In this age of ultra eccentric ‘gurus’, it’s refreshing to come across someone who not only knows what he is talking about, but is willing to give you the time of day when you ask him some of the most naïve questions one can come up with when it comes to amps. 

Oh, did I mention that he fixed my amp in just a few days.

Thanks again Bill - the Boogie has never sounded better!

Your friend,
'Tame' Charles


----------



## Rumble_b (Feb 14, 2006)

Not surprised to hear that. Bill is a great guy. When I was modding/re-building an amp I was having a lot of trouble finding a part for it. Bill sent me the part, for free. He had some lying around and just threw it in the mail for me. It was nothing big but what he did was. Saved me a lot of trouble and I got the job done.


----------



## guitarman2 (Aug 25, 2006)

Good thing it was only tubes, I'm quite certain it was him that told me Mesa's are a pain to work on and most techs don't like to. Please correct me if I'm wrong about it being you that told me, Wild Bill.


----------



## guitarman2 (Aug 25, 2006)

Rumble_b said:


> It was nothing big but what he did was.
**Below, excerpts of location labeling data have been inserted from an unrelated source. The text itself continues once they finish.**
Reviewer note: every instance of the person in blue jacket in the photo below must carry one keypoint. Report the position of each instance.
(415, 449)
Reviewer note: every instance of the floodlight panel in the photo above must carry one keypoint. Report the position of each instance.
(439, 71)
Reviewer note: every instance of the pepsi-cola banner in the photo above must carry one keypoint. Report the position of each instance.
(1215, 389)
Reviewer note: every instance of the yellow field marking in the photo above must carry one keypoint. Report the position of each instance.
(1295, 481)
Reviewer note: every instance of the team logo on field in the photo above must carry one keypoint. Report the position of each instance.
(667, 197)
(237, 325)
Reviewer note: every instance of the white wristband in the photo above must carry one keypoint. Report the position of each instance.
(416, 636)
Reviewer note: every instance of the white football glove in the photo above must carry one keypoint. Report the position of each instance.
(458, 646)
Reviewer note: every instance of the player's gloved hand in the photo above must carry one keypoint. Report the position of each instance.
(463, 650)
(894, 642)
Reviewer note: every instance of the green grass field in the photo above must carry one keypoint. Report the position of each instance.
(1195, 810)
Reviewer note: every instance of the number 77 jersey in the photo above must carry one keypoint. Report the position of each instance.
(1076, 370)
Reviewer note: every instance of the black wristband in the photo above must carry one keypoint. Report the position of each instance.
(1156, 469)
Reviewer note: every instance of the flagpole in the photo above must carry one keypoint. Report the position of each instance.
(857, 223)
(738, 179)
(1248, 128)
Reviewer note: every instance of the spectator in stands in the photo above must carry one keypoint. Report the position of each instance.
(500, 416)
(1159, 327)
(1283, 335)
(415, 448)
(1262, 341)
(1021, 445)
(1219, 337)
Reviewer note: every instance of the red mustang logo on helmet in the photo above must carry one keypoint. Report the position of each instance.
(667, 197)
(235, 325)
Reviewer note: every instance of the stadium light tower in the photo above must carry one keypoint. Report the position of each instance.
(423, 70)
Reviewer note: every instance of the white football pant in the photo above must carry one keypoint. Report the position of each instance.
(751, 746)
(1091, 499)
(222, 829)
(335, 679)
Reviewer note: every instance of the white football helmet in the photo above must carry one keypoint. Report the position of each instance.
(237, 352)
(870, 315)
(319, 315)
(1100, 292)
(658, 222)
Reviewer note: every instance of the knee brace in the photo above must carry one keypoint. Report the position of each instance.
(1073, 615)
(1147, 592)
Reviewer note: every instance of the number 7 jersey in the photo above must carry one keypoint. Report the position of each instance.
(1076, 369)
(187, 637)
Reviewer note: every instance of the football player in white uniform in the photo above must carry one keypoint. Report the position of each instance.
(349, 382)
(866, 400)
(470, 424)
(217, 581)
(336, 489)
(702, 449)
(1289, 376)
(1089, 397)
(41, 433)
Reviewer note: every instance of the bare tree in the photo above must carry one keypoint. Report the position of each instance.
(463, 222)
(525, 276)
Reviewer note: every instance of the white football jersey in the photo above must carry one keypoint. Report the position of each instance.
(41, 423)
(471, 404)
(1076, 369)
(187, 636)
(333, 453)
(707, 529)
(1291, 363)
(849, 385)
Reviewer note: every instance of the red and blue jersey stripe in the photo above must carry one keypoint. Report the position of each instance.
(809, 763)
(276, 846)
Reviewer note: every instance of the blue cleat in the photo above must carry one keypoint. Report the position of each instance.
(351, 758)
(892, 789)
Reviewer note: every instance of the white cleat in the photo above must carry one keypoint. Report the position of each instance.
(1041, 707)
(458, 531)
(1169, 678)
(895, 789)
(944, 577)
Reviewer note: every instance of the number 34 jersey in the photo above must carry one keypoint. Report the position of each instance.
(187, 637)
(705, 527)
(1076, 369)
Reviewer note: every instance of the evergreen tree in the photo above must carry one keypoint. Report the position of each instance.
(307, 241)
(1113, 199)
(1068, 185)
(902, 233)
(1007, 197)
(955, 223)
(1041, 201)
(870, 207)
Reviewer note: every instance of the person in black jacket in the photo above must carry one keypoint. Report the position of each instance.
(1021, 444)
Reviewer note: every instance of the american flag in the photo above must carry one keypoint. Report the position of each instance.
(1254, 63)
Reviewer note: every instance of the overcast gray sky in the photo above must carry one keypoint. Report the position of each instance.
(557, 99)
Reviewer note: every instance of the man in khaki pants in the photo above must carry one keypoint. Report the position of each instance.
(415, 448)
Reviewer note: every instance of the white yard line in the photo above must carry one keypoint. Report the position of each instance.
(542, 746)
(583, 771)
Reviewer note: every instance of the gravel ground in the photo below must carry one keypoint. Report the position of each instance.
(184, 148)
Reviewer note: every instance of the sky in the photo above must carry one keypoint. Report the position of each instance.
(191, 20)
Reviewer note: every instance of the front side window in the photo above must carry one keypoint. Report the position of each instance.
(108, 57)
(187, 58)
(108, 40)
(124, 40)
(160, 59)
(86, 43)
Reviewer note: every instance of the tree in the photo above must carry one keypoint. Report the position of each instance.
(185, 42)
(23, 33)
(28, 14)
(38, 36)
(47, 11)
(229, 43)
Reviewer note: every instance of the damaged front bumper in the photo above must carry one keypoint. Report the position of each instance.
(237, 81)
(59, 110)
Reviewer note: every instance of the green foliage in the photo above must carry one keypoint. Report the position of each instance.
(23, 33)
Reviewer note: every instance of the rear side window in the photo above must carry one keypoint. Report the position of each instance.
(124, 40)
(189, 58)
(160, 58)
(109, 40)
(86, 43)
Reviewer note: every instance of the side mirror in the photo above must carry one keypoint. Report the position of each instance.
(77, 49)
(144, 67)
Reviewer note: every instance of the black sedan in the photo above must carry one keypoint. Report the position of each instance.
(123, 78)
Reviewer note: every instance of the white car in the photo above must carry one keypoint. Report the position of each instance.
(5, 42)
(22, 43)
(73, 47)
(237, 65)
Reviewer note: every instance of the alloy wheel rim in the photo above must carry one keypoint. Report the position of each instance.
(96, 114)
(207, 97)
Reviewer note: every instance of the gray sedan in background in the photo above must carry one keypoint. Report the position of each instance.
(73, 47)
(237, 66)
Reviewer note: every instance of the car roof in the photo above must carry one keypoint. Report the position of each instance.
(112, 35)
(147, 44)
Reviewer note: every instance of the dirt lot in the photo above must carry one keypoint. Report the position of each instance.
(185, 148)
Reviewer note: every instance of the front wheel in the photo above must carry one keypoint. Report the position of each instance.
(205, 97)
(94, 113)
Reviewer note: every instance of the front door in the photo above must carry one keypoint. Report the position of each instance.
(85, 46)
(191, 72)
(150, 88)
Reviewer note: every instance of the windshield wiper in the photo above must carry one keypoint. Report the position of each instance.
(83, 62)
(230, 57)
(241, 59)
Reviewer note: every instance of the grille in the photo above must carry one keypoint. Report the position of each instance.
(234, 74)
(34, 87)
Saved me a lot of trouble and I got the job done.


Maybe not big in value but it sounds like it was huge in "HEART".


----------



## Budda (May 29, 2007)

bill is in the Niagra region?

hm.

hehe


----------



## davetcan (Feb 27, 2006)

Budda said:


> bill is in the Niagra region?
> 
> hm.
> 
> hehe


Stoneycreek. (and he is the best).


----------



## keeperofthegood (Apr 30, 2008)

LOL Stoney creek is now a part of Hamilton. :sport-smiley-002:not the smartest move ever made the amalgamation craze, lots hate it and with good reason! But if you are looking for Stoney creek maps etc, you may not find such anylonger, you need to be looking for Hamilton (online information is better in this regaurd).

:/ I think the only reason the original 6 city names are retained was a sence of political self preservation. Axing the names would have been suicide and yet there are always at election time people that want to amalgamate it all into one Hamilton


----------



## Ripper (Jul 1, 2006)

guitarman2 said:


> Good thing it was only tubes, I'm quite certain it was him that told me Mesa's are a pain to work on and most techs don't like to. Please correct me if I'm wrong about it being you that told me, Wild Bill.


Guitarman2 you are absolutely correct. Wild Bill doesn't like working on Mesa's as they are a PITA. I am the same as him in that respect, I don't like working on them and thankfully out here I don't see alot of them that require a pile of work, only retubing etc.


----------



## vds5000 (Apr 14, 2008)

A few notes:

MESAs being a PITA: 
Bill and I spoke about this - the ones built before Mesa introduced the Dual Rectum are reasonable to work on. It's the ones that came out after the Rectum was introduced that are a pain.

Bill's Location:
He's not that far from Niagara - it took me about 15-20 min to get there on the weekend to pick up the amp. I'd say his location is pretty much on the Stoney Creek/Hamilton border.

More Thanks:
Actually, I owe the people on this forum a big thanks! If it weren't for this forum, I would never have known about him. So a big thanks to all of you folks! 

'Thankful' Charles


----------



## RIFF WRATH (Jan 22, 2007)

had to jump into this thread re kudo's for wild bill........bill was kind enough to upgrade an old pine amp for me that I turned into a head......rated at about 3watts........the amp has sat for about 6mos.......tried it in the winter when hamstrung was visiting, but all we got was a buzzing....(I think was just a bad cable).........originally thought it was the pos speaker we installed to have a permanent "load" an was going to install another.......anyways I fired it up this weekend in the shed, firstly with the built in speaker, then into a 2X12 then into a 1x12.........needles to say the missus gave me heck......."why does everything have to be cranked?"...........I was completly blown away with the clarity and volume of this little tube amp..........(almost) loud enough to be heard without miking I think.........thanks again Bill 
cheers
Gerry


----------